The magic ceased to be. It was obliterated, destroyed in less than an instant.

The piercing purple eyes watched Iris in her helpless paralysis. A direct link, something animate she could attribute her past to, her identity to.

This Spirit was her, yet was not at the same time.

The beast relinquished its control and vanished, reality returning in its place. Time returned, the architecture stabilised, and Iris’s movements were once again unrestricted, yet so were the assailant’s.

Iris reacted quickly, shielding herself from a follow-up burst of magic that erupted across her purple aegis in black flame. She distanced herself from the magic fire and formed a spear much like Alis had. She sent it hurling forward, making sure the end of her weapon was blunt. She hit her target square in the gut and kept on pushing until he was flying backwards, feet skidding across the floor and fingers grasping at empty air.

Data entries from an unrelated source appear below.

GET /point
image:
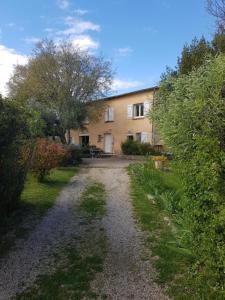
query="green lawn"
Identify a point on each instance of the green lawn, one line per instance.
(93, 202)
(156, 196)
(36, 199)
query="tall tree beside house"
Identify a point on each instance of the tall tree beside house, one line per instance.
(60, 80)
(189, 112)
(194, 55)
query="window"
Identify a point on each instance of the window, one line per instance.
(100, 138)
(130, 137)
(138, 110)
(84, 140)
(109, 114)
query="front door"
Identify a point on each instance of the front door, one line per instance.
(108, 143)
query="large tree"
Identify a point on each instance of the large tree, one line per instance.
(217, 9)
(60, 80)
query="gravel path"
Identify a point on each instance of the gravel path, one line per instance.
(125, 274)
(34, 256)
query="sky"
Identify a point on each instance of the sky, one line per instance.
(140, 37)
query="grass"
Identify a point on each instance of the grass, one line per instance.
(92, 204)
(76, 268)
(156, 197)
(78, 262)
(36, 199)
(40, 196)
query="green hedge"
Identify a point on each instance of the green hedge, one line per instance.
(190, 115)
(16, 146)
(131, 147)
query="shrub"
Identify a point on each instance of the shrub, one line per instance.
(47, 155)
(190, 114)
(16, 146)
(131, 147)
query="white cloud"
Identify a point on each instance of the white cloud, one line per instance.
(8, 58)
(63, 4)
(81, 12)
(32, 40)
(78, 27)
(85, 42)
(48, 29)
(11, 24)
(119, 84)
(124, 51)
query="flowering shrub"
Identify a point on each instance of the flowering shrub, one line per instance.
(47, 155)
(159, 158)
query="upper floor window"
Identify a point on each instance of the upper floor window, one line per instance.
(138, 110)
(109, 114)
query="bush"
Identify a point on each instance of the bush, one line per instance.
(131, 147)
(16, 149)
(190, 114)
(47, 155)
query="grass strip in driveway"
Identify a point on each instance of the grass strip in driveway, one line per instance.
(81, 258)
(92, 204)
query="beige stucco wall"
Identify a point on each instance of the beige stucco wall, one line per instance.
(122, 126)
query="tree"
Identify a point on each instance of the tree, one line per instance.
(189, 112)
(217, 9)
(61, 79)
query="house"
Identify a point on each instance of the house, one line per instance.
(125, 117)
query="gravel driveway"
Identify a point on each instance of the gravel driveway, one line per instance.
(125, 274)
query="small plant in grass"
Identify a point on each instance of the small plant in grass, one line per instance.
(47, 156)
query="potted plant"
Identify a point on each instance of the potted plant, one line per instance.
(160, 162)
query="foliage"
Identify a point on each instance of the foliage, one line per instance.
(157, 198)
(73, 157)
(59, 80)
(131, 147)
(93, 202)
(17, 129)
(193, 55)
(190, 115)
(47, 156)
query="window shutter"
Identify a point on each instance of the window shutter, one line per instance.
(130, 111)
(146, 107)
(106, 115)
(111, 114)
(144, 137)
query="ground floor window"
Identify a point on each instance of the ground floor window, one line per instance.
(84, 140)
(130, 137)
(138, 137)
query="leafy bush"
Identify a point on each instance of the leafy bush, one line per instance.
(131, 147)
(47, 155)
(17, 127)
(190, 114)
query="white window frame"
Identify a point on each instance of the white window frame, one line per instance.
(109, 114)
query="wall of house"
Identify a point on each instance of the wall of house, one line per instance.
(121, 126)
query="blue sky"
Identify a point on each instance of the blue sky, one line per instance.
(141, 37)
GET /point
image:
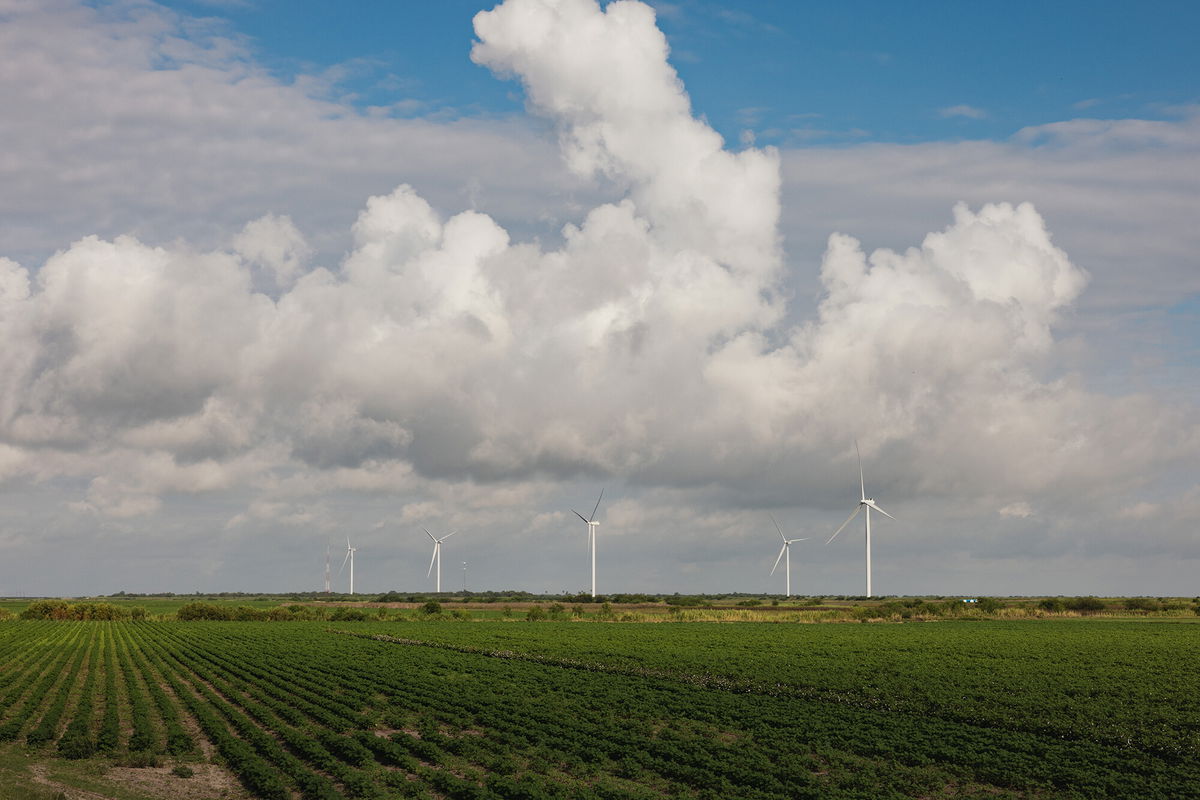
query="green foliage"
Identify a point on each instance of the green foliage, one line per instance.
(610, 711)
(198, 611)
(141, 759)
(1085, 605)
(347, 614)
(60, 609)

She slammed them into the far wall and let them drop to the ground unconscious.

The blades lodged into the wall disintegrated, and Iris took the opportunity to speed forward, retracing Alis’s movements into the apartment.

“Alis!” she cried upon rounding the corner, finding the apartment inside virtually empty. Alis stood on the far side at a gaping window, curtains flowing in the night breeze.

“They’re taking to the streets,” he said. “We have to follow them now.”

“Alis! Are you okay?”

Before she got her answer, Alis leapt from the window. Iris gritted her teeth but could still see only one way to conclude the situation. She would have to play his game till the end.